Special Forces Command (Airborne)

Thu February 13, 2003 01:28 AM ET

WASHINGTON (Reuters) - U.S. Special Operations forces are operating inside Iraq, laying the foundation for an invasion if President Bush gives the order to go to war, The Washington Post reported on Thursday.

Two Special Operations Task Forces, with an undetermined number of personnel, have been in and out of various parts of Iraq for well over a month, the newspaper reported, citing two military officials with direct knowledge of their activities.

The officials told the newspaper that the special operations units were laying the groundwork for conventional forces to quickly seize large portions of Iraqi territory in a possible war.

According to the report, some of the special forces were establishing communications with opposition groups and setting up airstrips.
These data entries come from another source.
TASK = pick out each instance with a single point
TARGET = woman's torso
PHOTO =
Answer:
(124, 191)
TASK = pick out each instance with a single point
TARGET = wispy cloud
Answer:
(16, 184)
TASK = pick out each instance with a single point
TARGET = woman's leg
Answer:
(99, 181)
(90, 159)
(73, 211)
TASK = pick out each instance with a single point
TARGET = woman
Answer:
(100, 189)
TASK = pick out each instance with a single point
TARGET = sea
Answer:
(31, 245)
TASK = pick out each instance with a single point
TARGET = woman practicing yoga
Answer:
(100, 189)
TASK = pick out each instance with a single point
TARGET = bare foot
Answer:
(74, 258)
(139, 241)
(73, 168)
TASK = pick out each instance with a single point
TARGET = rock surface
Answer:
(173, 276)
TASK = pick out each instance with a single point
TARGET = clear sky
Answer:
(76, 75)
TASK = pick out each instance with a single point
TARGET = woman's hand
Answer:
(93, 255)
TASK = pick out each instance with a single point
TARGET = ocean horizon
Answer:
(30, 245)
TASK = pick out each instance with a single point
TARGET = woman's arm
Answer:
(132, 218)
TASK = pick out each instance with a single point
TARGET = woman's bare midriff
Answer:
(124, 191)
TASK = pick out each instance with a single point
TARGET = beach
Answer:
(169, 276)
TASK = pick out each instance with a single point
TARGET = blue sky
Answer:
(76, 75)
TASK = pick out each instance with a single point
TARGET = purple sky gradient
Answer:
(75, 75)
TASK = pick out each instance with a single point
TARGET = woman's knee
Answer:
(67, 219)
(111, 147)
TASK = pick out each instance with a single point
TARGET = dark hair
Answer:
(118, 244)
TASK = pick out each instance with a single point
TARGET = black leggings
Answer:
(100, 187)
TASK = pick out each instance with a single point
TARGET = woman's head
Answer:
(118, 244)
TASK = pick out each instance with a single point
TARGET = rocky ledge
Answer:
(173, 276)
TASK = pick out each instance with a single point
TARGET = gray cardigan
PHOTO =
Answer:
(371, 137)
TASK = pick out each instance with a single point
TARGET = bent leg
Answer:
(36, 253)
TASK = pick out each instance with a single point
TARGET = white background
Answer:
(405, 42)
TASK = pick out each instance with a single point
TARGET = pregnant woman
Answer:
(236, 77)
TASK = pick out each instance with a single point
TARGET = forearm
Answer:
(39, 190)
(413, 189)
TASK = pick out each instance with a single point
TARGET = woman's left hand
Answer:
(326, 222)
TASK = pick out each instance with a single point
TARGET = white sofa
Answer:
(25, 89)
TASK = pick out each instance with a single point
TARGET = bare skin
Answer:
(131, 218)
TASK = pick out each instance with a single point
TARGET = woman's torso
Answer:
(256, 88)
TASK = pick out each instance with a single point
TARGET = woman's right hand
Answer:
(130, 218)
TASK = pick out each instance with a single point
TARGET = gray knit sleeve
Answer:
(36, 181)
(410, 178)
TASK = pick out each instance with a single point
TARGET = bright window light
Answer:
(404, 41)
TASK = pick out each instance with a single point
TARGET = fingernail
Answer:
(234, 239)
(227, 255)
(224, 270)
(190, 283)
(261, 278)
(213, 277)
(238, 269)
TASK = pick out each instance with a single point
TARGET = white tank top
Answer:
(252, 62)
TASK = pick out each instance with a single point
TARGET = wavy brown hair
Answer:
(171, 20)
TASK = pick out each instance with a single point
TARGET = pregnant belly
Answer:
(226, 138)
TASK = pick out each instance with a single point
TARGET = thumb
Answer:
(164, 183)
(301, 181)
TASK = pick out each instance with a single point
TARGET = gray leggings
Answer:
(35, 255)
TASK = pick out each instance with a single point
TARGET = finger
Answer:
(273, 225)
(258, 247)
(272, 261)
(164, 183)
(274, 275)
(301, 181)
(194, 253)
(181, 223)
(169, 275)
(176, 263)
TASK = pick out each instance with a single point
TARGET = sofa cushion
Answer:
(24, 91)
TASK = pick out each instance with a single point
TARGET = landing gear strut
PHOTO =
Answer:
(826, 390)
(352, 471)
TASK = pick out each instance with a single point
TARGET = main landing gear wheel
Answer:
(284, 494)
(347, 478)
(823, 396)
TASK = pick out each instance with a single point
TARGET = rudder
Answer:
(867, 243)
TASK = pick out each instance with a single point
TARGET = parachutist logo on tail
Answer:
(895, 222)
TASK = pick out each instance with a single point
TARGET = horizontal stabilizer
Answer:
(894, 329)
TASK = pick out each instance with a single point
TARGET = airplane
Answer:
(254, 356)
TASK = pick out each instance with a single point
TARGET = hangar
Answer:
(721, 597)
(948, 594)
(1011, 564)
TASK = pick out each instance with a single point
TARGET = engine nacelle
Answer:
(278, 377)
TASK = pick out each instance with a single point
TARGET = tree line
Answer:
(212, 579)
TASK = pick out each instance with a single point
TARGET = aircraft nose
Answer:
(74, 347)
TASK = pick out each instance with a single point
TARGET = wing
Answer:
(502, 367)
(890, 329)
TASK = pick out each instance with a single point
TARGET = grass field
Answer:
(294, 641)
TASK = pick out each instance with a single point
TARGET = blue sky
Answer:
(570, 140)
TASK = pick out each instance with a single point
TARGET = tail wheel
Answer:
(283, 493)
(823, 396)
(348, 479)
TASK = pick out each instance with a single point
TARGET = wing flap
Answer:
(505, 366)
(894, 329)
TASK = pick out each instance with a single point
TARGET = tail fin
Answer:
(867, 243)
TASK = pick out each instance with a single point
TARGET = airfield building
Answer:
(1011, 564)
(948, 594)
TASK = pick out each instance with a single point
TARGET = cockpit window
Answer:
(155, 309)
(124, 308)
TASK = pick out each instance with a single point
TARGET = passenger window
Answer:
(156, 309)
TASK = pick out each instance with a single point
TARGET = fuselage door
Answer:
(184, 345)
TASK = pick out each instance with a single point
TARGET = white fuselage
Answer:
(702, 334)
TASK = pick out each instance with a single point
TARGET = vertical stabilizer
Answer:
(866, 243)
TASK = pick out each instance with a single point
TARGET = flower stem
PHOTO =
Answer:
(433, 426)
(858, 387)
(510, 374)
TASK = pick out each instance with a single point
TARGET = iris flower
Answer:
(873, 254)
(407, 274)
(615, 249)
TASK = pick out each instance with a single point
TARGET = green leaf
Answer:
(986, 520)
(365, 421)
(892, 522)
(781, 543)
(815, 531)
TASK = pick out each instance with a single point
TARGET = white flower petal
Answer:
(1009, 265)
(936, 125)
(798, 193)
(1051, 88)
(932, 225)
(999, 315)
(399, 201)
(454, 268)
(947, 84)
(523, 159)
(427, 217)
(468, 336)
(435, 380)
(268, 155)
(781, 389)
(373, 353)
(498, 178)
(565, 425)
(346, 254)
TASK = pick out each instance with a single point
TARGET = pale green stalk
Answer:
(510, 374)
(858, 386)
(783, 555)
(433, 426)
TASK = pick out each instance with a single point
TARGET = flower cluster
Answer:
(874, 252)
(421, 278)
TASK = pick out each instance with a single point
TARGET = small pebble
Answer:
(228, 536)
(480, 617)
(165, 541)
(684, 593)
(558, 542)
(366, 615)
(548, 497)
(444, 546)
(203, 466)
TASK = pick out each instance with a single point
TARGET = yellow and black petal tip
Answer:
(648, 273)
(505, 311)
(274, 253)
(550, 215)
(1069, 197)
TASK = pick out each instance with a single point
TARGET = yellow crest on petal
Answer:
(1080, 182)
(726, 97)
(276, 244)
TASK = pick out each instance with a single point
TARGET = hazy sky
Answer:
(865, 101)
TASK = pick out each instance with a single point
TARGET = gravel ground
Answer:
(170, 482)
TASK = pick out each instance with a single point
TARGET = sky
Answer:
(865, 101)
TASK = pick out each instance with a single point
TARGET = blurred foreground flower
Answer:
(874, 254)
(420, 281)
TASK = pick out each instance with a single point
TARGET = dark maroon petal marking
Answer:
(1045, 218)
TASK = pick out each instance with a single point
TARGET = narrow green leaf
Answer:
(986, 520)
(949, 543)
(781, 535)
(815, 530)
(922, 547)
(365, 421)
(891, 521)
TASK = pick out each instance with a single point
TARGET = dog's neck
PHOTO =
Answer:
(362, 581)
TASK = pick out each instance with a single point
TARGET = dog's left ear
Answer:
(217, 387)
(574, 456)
Officials told the paper that others were focused on preventing Iraq from launching missiles or drone aircraft against Israel. Those troops are believed to move in and out of Iraq from neighboring countries, the newspaper said.

A spokesman for the U.S. military's Central Command, which oversees operations in the Middle East and Gulf, was not immediately available for comment.

The Central Command chief, Gen. Tommy Franks, was scheduled to meet President Bush at the White House on Thursday for a review of his war plans, The Post reported.

The newspaper said Franks was expected to depart soon afterward to Qatar, where the U.S. military's Central Command has established its regional headquarters for any attack on Iraq.